Now, lets take a look at the Labour Force Participation Rate. CSO defines this as "The labour force participation rate is computed as an expression of the number of persons in the labour force as a percentage of the working age population. The labour force is the sum of the number of persons employed and of persons unemployed."

In other words, any serious improvement in employment conditions should have one of the two effects:
1) Unemployed moving into employment have zero effect on participation; and
2) New jobs added for new workers (including those previously in unemployment who have left labour force or have moved into training and are now gaining jobs or re-entering workforce) should increase participation.

What do we have in Q3 2014? Judging by the above stats on total employment and unemployment numbers, we should see an improvement in participation rates.

Based on CSO data, Q3 2014 participation rate stood at 60.4, down 0.3 points on Q3 2013. This marks an improvement on 0.5 points drop recorded in Q2 2013. Meanwhile, Unemployment rate dropped to 11.3% in Q3 2014 - a decline of 1.7 points on Q3 2013. The rate of unemployment decline slowed down in Q3 2014 compared to Q2 2014 when the rate dropped 2.1 points.

The above suggests that a significant share of the changes in unemployment is not related to jobs creation (something I will cover in a separate post).


For quarterly changes, consider seasonally-adjusted data.

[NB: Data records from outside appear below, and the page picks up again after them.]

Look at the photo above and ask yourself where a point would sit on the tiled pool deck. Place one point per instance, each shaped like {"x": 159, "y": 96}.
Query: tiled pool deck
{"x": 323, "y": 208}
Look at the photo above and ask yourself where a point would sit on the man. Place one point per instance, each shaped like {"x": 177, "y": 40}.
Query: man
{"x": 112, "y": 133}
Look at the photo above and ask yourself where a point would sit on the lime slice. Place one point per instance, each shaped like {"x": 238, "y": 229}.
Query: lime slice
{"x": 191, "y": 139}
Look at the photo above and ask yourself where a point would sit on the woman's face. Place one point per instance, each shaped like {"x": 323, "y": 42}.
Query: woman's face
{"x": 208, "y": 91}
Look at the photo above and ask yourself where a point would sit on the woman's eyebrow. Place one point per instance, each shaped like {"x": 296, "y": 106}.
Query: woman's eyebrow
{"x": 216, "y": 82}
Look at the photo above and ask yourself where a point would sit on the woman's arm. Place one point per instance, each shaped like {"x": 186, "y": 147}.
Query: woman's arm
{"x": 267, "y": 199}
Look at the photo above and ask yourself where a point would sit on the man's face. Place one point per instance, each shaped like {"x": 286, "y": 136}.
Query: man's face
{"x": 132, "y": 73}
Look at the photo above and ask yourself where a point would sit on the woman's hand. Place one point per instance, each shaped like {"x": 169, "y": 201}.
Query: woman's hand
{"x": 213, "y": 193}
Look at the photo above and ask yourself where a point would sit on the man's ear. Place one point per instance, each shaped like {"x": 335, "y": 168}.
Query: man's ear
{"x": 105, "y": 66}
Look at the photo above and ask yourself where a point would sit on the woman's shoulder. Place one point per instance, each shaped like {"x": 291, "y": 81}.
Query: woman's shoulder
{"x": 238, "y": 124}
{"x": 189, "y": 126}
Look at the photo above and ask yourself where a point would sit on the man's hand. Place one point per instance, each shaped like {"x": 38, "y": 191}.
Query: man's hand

Seasonally-adjusted participation rate stood at 60.0 in Q3 2014, up marginally from 59.9 in Q2 2014 and marginally below 60.1 in Q1 2014. The historical average for the series is 60.7, which means we are still well below the average participation rate. Seasonally-adjusted unemployment rate posted 0.4 points drop to 11.1% in Q3 2014 compared to Q2 2014. Q2 2014 quarterly decline was 0.5 points, which suggests a slowdown in the rate of unemployment improvements in Q3 2014.

Rate of changes unemployment are shown in the chart below.


The key conclusion from the above data is that Ireland's participation rate remains below historical average and despite a slight improvement in Q3 2014 compared to Q2 2014, labour force participation rate remains lower than for the same period in 2013.